The success of Lake Geneva’s ice castle attraction this winter is enriching local government coffers with a sharp increase in tax revenue from local hotels.

The city is reporting that hotel taxes in January and February this year generated $63,321 in revenue, up more than 14 percent from last year’s $55,465 collected during the same period.

Hotel operators say the jump in tax collections is driven by large crowds that flocked to Lake Geneva during the winter for the new ice castle tourist attraction.

Bella Vista Suites manager Harlan James said the popular new winter attraction brought more people into town and more guests into the hotels.

“For sure, it definitely was a reason,” James said. “Pretty much, everyone who came to town was here for the ice castle.”

The ice castle operated for six weeks between late January and early March at Riviera Beach, treating children and adults to a frozen outdoor funhouse complete with slides, tunnels, fountains and other interactive features.
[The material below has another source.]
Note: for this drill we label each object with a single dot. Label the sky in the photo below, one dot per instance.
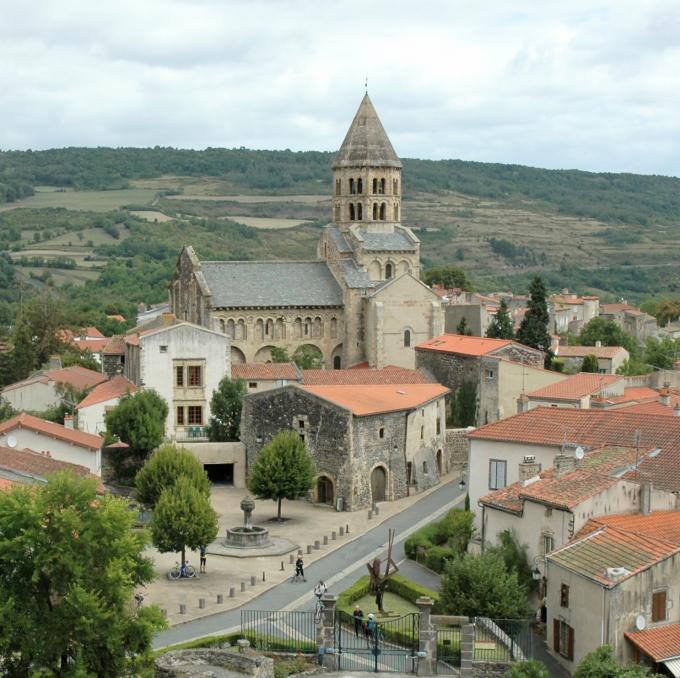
(586, 84)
Inclement weather delayed the ice castle’s grand opening and disrupted operations periodically. But the first-time new addtion to winter tourism in Lake Geneva was widely hailed as a success.

Ryan Davis, president of the company Ice Castles LLC, said the company would not disclose attendance figures, although he said visitor surveys showed that at least 4,000 hotel room stays were generated in the Lake Geneva area.

Several patrons indicated that they planned to stay overnight at a hotel after visiting the ice castle, Davis said.

“It was a great winter for us,” he added.

Lake Geneva’s hotel room tax figures do not include hotels outside the city limits, such as the Grand Geneva Resort in the town of Lyons or the Abbey Resort in Fontana.

Lake Geneva’s hotel room tax is 5 percent collected on each customer’s hotel bill.

Mayor Tom Hartz said the tax revenue is used to fund the city’s tourism commission, to contribute to VISIT Lake Geneva’s regional tourism efforts, and also to fund other city operations.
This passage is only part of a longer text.